Google has finally developed a deep learning tool that identifies breast cancer that has spread to lymph nodes in pathology slides with 99% accuracy. It would surely reduce the average slide review time.
Detecting how far cancer has spread within a patient’s body is a Herculean task. Especially, for breast cancer. In this case, we’ve to detect how far cancer has spread from a primary region to neighboring lymph nodes. Nodal metastasis is the key here. It influences observations circulating radiation and chemotherapy, resulting in timely and proper detection.
Nevertheless, clinicians have always struggled to determine correctly how far the disease has spread. Fortunately, Google’s AI team proved better and productive at determining metastatic breast cancer with a greater accuracy. Two research papers by Google AI team have implemented deep learning methods to address the consequential challenge, and have lent a helping hand to the pathologists for effectively detecting breast cancer.
An algorithm, known as LYNA, Lymph Node Assistant has been developed to identify the regions of tumors that have spread or metastasized.
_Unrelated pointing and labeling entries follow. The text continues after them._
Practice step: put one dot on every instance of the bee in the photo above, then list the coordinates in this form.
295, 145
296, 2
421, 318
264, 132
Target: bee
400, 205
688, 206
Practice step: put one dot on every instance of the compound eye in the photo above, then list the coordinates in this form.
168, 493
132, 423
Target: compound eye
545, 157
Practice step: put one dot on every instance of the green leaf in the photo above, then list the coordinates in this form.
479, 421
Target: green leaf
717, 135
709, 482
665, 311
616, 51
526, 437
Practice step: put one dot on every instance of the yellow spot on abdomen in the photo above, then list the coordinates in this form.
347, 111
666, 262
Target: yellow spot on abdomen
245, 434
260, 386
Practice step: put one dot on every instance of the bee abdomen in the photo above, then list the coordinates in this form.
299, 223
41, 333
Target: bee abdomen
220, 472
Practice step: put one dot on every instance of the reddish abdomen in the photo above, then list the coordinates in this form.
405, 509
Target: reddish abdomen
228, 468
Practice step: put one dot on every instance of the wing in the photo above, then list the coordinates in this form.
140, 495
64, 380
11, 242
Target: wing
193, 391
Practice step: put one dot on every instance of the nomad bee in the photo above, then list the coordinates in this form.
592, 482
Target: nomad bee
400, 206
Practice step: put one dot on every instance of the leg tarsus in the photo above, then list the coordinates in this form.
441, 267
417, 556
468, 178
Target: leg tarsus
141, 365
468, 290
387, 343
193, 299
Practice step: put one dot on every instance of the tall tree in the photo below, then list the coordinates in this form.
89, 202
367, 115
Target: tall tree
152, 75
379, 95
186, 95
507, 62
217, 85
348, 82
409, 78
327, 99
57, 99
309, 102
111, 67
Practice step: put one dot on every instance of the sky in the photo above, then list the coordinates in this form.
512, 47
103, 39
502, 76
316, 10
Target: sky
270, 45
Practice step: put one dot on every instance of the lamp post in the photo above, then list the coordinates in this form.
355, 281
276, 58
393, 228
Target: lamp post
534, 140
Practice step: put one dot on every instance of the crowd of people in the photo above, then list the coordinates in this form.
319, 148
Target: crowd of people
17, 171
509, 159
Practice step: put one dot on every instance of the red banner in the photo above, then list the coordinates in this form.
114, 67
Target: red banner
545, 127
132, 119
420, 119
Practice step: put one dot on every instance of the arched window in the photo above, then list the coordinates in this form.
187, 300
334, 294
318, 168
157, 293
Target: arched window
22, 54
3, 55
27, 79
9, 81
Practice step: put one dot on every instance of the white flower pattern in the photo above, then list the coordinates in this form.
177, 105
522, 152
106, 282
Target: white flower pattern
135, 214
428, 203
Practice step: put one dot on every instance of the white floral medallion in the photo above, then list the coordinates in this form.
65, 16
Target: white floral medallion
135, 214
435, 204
Till now, they were extremely difficult to be detected by normal clinicians. As a well-known fact, out of half a million deaths across the globe owing to breast cancer, more than 90% are as a result of metastasis.
The abovementioned technology from Google first appeared in 2017. According to a recent publication, the AI research team at Google was influenced by “gigapixel-sized pathology slides of lymph nodes from breast cancer patients” for curating such an advanced algorithm. Moreover, the blog post revealed that the system was also able to “accurately pinpoint the location of both cancers and other suspicious regions within each slide.” In some cases, the locations are so minute that pathologists may have a hard time trying to detect them accurately.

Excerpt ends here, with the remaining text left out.